Justin M. Saunders and Javier González-Maeso
Schizophrenia is a debilitating psychiatric disorder that affects 1% of the worldwide population. This poster describes the neurobiology of Schizophrenia, as well as highlighting the genetic and environmental factors that play a fundamental role in the etiology of the disease. The current and emerging drug targets are also discussed.
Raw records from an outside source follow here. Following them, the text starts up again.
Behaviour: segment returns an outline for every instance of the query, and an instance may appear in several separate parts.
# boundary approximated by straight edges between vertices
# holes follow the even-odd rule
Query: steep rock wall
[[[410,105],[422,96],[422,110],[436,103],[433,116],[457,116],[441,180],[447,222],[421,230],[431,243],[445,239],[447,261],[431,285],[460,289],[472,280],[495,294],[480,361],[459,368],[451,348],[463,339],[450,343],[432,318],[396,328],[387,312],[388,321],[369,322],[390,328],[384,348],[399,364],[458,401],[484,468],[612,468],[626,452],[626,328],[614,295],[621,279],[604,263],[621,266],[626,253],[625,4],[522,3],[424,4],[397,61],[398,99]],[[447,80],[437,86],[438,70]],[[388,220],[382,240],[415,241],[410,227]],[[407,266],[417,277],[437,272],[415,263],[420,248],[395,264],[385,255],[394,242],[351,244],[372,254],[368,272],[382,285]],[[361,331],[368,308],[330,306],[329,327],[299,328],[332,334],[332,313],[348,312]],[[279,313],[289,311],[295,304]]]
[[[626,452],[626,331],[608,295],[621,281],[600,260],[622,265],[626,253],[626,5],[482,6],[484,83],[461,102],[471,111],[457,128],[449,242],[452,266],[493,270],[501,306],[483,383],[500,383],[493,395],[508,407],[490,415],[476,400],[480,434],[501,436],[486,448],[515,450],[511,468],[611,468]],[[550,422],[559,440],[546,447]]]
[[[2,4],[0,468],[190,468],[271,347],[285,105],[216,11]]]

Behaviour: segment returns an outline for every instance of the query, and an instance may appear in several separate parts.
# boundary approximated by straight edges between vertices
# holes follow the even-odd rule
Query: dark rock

Stem cells have potential as a source of cells and tissues for research and treatment of disease. This poster summarizes some key protocols demonstrating the use of small molecules across the stem cell workflow, from reprogramming, through self-renewal, storage and differentiation to verification. Advantages of using small molecules are also highlighted.
Rebecca Quelch and Stefan Przyborski
Written by Rebecca Quelch and Stefan Przyborski from Durham University (UK), this poster describes the isolation of pluripotent stem cells, their maintenance in culture, differentiation, and the generation and potential uses of organoids.